By Magdalena Mis
LONDON (Thomson Reuters Foundation) - Under the shade of a wooden shack in the western Chadian town of Bagasola, heavily pregnant Zara Gayi sells mangoes and vegetables, hoping to earn enough money to feed her four children. On a good day she can make three dollars.
"My husband used to ride boats to Nigeria. Since the border closure months ago, he cannot work anymore. In the past, he could earn 100,000 Naira ($500) a month," she told the United Nations children's agency UNICEF.
Disruptions to trade and an influx of refugees fleeing Boko Haram attacks in Nigeria have made life more difficult for people already struggling with a poor harvest in western Chad.
Since January, an estimated 18,000 Nigerian refugees and 8,500 Chadian returnees arrived in Chad, fleeing an insurgency by the Islamist militant group in northern Nigeria, according to UNICEF.
In six months the number of people living in "food insecurity" - without reliable access to enough affordable food - in Kanem, Barh El Gazal and Lake regions of western Chad has increased to 552,000 from 339,000, said UNICEF, citing World Food Programme (WFP) figures.
The region depends on trade with Nigeria, but with damage to infrastructure, a fall off in cross-border trade and continuing insecurity, markets for cattle and farm produce are shut down.
Poor rainfall, which disrupted last year's harvest, has added additional pressure, increasing prices for basic goods and reducing stocks.
"Last year we harvested only one hundred kilos of millet covering only three months of our needs. We cannot afford to buy much in the market, cereals are too expensive," Khadidja Adoum, who is struggling to feed her four children, told UNICEF.
Two of Adoum's children, who are severely malnourished, were admitted to a health facility for the fourth time this year, UNICEF said in a report from the region.
"This humanitarian crisis is another shock for Chad in one of the most fragile regions of the Sahel belt," Bruno Maes, UNICEF representative in Chad, said in a statement.
"The needs will increase in the coming weeks and months with the lean season and the persistent insecurity in Nigeria.
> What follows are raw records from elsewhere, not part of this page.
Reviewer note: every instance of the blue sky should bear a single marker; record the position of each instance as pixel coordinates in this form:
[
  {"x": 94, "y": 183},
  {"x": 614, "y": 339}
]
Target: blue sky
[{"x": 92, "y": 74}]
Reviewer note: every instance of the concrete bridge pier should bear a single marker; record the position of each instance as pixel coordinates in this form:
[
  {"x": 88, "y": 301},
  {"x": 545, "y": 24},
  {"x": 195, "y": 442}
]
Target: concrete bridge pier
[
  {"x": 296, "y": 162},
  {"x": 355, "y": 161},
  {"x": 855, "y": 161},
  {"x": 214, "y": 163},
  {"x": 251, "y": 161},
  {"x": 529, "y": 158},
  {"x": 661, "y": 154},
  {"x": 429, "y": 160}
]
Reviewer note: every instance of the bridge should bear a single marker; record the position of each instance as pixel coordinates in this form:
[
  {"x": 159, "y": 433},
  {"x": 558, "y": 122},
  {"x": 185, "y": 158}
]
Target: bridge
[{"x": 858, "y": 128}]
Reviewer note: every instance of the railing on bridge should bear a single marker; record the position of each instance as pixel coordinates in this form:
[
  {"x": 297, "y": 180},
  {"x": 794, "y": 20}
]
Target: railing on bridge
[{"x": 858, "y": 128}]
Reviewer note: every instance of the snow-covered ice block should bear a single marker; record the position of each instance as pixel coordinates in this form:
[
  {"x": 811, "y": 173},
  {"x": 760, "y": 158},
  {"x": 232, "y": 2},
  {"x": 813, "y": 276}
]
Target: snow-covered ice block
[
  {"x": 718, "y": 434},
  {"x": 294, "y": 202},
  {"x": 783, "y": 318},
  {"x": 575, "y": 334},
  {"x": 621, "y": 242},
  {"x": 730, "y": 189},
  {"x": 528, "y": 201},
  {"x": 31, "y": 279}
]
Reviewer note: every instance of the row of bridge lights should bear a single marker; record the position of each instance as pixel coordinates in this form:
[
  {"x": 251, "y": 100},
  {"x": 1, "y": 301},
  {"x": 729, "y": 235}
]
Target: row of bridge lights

The shortage of funding available is putting under strain our ability to provide life-saving assistance."
Boko Haram fighters seized control of a swathe of northeast Nigeria last year, killing thousands in an unprecedented land grab while increasing incursions on neighbouring countries.
Though a military campaign by Nigeria backed by its neighbours Chad, Niger and Cameroon has driven Boko Haram out of many positions it previously held, the U.N. still expects refugee numbers to rise.